After more than a decade of war, there are already significant numbers of Russian, US and Turkish forces on the ground in Syria. Russia backs the regime of president Bashar al-Assad, and the US and Turkey support their own rival local allies.

A highly combustible mix of local, regional, and global security risks have evolved over the past decade in Syria and has been exacerbated by the war in Ukraine. Global and regional forces have been a significant factor, while Russia used the war to illustrate to the world its military strength.

Now, Russia is potentially the biggest beneficiary of Turkey’s recent military gamble to unleash air strikes on local US allies in Syria. It could help strengthen Vladimir Putin’s relationship with Turkey’s president Recep Tayyip Erdoğan at a time when Russia desperately needs influential allies.

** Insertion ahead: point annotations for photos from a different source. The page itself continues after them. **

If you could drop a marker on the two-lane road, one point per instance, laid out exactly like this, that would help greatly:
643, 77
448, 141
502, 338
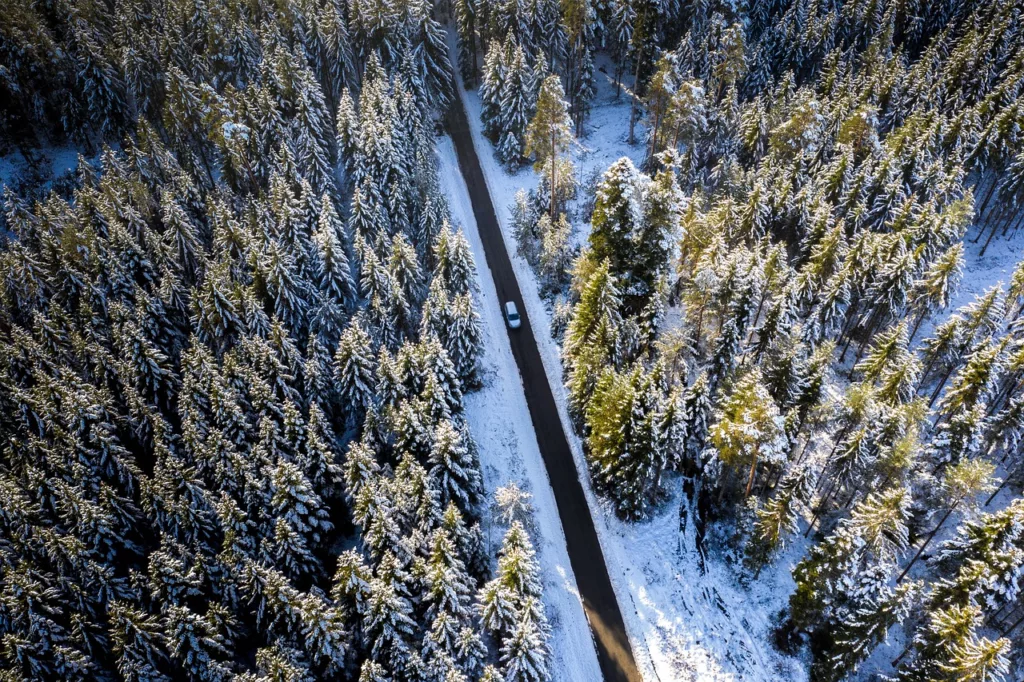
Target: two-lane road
613, 652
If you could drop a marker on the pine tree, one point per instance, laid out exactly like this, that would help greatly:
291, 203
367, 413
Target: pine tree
549, 135
495, 68
625, 443
748, 430
873, 535
516, 107
454, 467
354, 371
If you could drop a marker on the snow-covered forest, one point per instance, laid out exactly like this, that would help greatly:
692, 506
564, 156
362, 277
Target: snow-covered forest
773, 251
759, 308
236, 340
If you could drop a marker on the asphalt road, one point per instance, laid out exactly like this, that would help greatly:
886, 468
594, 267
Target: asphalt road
613, 652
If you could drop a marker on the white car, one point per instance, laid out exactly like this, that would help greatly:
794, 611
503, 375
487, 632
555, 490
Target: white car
511, 314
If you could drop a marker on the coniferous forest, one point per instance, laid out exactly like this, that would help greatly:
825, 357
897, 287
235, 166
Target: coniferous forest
235, 344
237, 339
756, 307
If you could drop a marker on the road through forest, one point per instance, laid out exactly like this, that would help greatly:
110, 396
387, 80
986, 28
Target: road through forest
613, 651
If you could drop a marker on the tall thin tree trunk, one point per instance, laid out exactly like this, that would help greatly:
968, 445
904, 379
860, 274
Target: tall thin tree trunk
750, 480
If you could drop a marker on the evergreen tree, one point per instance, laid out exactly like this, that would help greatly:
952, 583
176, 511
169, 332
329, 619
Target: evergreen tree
549, 135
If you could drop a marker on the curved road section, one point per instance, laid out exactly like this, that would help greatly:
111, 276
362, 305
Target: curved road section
613, 652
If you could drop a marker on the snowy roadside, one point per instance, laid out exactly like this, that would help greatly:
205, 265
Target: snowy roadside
682, 625
500, 422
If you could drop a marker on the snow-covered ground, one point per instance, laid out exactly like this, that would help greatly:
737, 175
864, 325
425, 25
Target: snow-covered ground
500, 422
682, 625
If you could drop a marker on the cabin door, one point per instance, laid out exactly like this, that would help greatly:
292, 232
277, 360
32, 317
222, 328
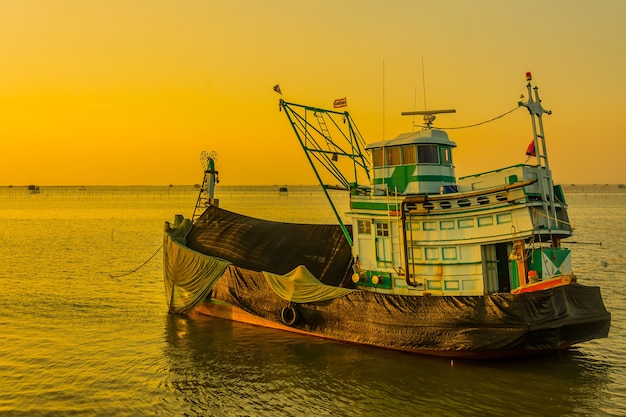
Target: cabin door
496, 273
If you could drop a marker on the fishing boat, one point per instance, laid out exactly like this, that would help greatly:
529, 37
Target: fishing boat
420, 261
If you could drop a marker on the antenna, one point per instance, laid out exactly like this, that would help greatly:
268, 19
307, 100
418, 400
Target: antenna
429, 115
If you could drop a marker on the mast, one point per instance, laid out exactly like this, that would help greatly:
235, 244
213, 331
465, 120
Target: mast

When a bomb exploded in a busy pedestrian area of Istanbul on November 13, killing six people and wounding dozens more, Turkey blamed the Syrian Democratic Forces (SDF), a mainly Kurdish militia group based in Syria, that Ankara links to the Kurdistan Workers Party, the PKK.

The SDF, which denies any links to the Istanbul bomb attack, is also Washington’s main ally in Operation Inherent Resolve, a US-led coalition effort against Islamic State (IS).

Subsequent Turkish airstrikes against SDF targets in Syria and continuing threats of a ground invasion are bad news for the war against IS and bad for relations between Washington and Ankara, who are, after all, also Nato allies. Warnings, including from US defence secretary Lloyd Austin, have so far succeeded in staving off a Turkish ground campaign in Syria.